I have a hard time with endings…
One of the reasons I don’t like to read fiction is because I’m so sad when the book ends and I have no way of knowing what happens next in the lives of these characters who I become so involved with during my time with them.
Sometimes I feel the same way about movies… although to a lesser extent.
I think I almost cried after the series finale of Friends.
I know it’s silly. It’s just a TV show. But I’m not good with endings. I become easily attached… even to fictional characters.

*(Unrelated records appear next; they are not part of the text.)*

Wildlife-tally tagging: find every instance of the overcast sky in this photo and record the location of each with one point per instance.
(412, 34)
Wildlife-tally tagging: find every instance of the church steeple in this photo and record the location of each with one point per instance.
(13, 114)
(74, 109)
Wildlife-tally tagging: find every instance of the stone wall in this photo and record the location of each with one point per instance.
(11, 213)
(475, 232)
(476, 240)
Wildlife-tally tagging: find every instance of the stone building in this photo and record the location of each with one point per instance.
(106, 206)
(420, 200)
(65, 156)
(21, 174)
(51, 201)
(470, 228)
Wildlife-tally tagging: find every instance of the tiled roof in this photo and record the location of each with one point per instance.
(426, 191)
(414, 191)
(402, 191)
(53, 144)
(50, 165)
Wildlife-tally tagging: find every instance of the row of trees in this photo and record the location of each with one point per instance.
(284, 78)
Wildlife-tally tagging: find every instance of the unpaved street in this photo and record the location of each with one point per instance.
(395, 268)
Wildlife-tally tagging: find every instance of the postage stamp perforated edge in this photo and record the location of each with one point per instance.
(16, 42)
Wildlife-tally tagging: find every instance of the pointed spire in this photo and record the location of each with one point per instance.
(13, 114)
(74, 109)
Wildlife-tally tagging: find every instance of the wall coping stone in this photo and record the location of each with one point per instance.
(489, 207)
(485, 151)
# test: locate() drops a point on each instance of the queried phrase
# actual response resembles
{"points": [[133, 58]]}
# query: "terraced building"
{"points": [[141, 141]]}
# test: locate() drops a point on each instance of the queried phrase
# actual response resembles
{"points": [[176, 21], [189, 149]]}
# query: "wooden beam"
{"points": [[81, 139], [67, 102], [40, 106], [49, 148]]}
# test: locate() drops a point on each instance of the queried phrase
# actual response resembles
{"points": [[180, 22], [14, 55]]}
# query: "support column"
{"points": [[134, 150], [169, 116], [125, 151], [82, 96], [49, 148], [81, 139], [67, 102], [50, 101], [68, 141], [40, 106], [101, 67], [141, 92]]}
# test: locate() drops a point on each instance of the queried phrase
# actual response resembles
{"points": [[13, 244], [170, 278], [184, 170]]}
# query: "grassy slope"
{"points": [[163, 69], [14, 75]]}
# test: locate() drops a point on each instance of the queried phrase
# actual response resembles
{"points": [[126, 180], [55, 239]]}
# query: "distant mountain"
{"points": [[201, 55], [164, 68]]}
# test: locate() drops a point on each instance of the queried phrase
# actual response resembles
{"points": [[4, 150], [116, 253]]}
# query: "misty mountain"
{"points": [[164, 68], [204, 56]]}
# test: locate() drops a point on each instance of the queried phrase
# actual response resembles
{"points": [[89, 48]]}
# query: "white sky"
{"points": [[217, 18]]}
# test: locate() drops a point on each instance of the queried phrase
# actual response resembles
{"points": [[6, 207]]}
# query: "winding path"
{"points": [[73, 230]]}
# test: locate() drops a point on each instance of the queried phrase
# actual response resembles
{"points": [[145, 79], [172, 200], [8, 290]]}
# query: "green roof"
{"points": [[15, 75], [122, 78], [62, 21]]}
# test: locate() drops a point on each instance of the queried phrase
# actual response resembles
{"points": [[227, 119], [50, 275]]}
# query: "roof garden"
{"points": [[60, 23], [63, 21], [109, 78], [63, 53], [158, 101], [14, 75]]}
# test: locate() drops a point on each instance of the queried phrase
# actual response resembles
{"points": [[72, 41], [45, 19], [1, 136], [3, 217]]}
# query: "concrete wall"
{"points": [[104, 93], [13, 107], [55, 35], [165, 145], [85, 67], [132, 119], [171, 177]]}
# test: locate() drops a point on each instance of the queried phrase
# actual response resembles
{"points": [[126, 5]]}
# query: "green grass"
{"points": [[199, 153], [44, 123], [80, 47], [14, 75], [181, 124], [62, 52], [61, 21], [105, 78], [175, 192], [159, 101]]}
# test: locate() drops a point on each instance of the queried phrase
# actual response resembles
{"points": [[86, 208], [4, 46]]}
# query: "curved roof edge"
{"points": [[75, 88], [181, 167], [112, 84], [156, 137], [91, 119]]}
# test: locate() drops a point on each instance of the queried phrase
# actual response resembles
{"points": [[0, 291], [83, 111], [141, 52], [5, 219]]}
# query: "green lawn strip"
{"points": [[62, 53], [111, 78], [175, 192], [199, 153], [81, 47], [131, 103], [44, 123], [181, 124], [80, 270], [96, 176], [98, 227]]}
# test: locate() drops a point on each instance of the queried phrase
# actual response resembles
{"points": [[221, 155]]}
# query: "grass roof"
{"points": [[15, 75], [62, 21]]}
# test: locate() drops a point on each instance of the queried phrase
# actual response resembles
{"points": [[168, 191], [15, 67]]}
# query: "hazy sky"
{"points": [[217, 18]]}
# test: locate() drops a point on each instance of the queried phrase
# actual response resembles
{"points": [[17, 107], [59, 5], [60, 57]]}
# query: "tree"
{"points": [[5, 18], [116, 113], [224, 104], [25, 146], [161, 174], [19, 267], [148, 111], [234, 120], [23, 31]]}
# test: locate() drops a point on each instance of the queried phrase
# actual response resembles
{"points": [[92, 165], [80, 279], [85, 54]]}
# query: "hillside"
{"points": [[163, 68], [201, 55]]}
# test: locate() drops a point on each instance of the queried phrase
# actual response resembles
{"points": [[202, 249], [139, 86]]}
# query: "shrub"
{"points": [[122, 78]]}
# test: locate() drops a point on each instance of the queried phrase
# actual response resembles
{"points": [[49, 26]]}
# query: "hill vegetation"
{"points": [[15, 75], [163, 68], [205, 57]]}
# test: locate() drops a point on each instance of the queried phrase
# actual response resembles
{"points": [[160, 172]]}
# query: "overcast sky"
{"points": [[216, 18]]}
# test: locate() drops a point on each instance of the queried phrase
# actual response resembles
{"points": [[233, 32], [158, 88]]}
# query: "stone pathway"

This difficulty with endings is, of course, intensified when it comes to real life. I can’t get this off my mind right now because today I had my Hebrew final exam (which I feel as though I gave the whooping that it deserved). Final exam means no more Hebrew classes. Now, while this may seem as though it should be a joyous occasion, it actually makes my heart kind of sad. It was such a great class. I looked forward to this class every Tuesday and Thursday. Only 7 of us… what what a fun group. Today, when we finished the exam we all stood around in the hallway reminiscing about the semester, complaining about the obscure vocab on the exam, and just having a good time (in a Hebrew geek kind of way). And then we walked away. And it was over. And I know it’s just a Hebrew class but I will definitely miss it.
Admittedly, this class even comes close to the good old days with Bodner, Rachie, Mike Jones, Lewis, Fulford, etc. MacDiv is really starting to grow on me and this year went far too fast.
I have only one paper left to hand in and then I will officially be done my course work for my MA. Only a thesis left to go.
Well, my dearest Intermediate Hebrew class… anybody up for some Aramaic?